Decay probably wouldn't happen: the orbit had been stable for six months already, so it wasn't one of those dangerously short-lived ones. Just let the ship sit there for a couple more years as Starfleet ponders whether it needs the hull or the scrap metal or just a practice target.
Then again, Starfleet does blow up plague ships in TNG. Kirk could have fired a torpedo when we weren't looking.
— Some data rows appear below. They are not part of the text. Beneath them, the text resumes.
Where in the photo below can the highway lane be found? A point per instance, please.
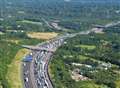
(35, 73)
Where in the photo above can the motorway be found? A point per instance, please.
(35, 72)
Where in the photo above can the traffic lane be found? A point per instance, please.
(26, 75)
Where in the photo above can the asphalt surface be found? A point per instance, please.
(35, 72)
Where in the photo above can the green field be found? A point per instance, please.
(89, 47)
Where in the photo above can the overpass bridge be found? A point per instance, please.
(37, 48)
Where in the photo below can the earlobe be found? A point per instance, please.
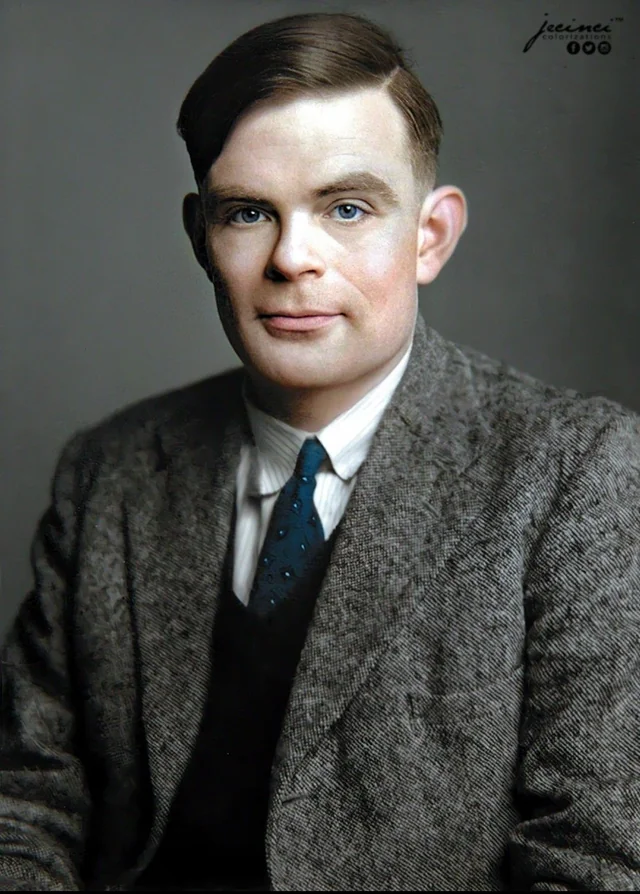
(194, 224)
(443, 219)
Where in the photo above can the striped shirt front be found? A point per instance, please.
(266, 466)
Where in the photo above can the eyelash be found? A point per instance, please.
(229, 217)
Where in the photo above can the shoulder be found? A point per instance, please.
(137, 435)
(519, 409)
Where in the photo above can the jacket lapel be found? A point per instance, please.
(414, 498)
(179, 535)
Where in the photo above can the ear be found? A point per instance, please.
(442, 221)
(195, 227)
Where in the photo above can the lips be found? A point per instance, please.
(298, 322)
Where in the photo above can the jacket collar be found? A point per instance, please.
(405, 516)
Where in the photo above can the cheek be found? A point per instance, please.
(386, 270)
(238, 262)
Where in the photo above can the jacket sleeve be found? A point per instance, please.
(579, 774)
(44, 802)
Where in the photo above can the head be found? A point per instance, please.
(314, 149)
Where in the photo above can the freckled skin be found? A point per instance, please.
(302, 253)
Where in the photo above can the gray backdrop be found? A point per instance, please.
(102, 302)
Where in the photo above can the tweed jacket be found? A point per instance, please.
(466, 710)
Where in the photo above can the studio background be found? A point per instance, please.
(103, 303)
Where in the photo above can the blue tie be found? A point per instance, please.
(295, 538)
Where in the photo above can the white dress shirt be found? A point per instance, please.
(266, 466)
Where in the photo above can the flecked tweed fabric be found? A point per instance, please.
(466, 709)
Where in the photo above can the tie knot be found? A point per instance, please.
(310, 458)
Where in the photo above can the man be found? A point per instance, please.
(362, 615)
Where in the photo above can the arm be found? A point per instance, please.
(579, 774)
(44, 803)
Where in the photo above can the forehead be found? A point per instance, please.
(308, 139)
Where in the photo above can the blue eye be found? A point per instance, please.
(347, 211)
(245, 215)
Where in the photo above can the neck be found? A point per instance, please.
(311, 409)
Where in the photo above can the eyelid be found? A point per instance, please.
(228, 214)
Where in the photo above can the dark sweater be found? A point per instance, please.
(216, 829)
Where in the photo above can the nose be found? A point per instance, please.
(297, 251)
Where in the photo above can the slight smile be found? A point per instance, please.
(298, 323)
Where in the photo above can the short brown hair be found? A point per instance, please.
(306, 54)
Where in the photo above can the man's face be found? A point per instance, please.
(312, 233)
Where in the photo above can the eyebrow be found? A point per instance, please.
(356, 181)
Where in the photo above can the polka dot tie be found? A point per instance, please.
(294, 538)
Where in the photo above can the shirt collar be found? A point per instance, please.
(346, 439)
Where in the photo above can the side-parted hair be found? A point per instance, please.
(300, 55)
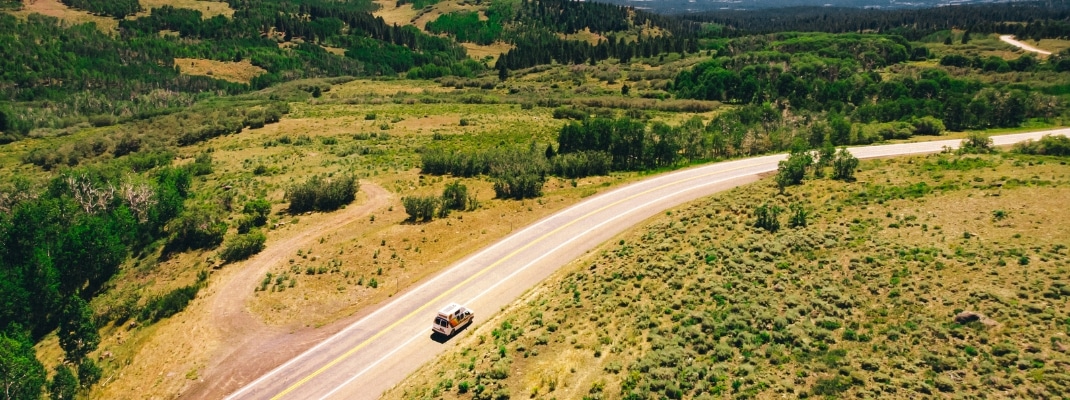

What fascinates me here is Starfleet operating practices. Two starships happen to visit this same planet for some reason, left unexplained - Kirk certainly isn't hunting for the missing
Exeter, has not heard of any trouble regarding her, and is surprised to stumble onto her here. OTOH, he does know that Tracey's ship was "patrolling in the area". Why doesn't Kirk get exact information on what another starship is doing in his current area of operations? Why does Starfleet allow its resources to be wasted by having two ships visit Omega IV wholly independently of each other? Is there a general Klingon scare going on, and Starfleet wants to randomize its raids against primitive worlds that might have fallen under the influence of Klingon agents, "Friday's Child" or "A Private Little War" style? Or does Starfleet simply launch out "The Hundred", expecting most of them to perish and a couple of them to eventually return with useful results, and thus not minding any futile "plans"?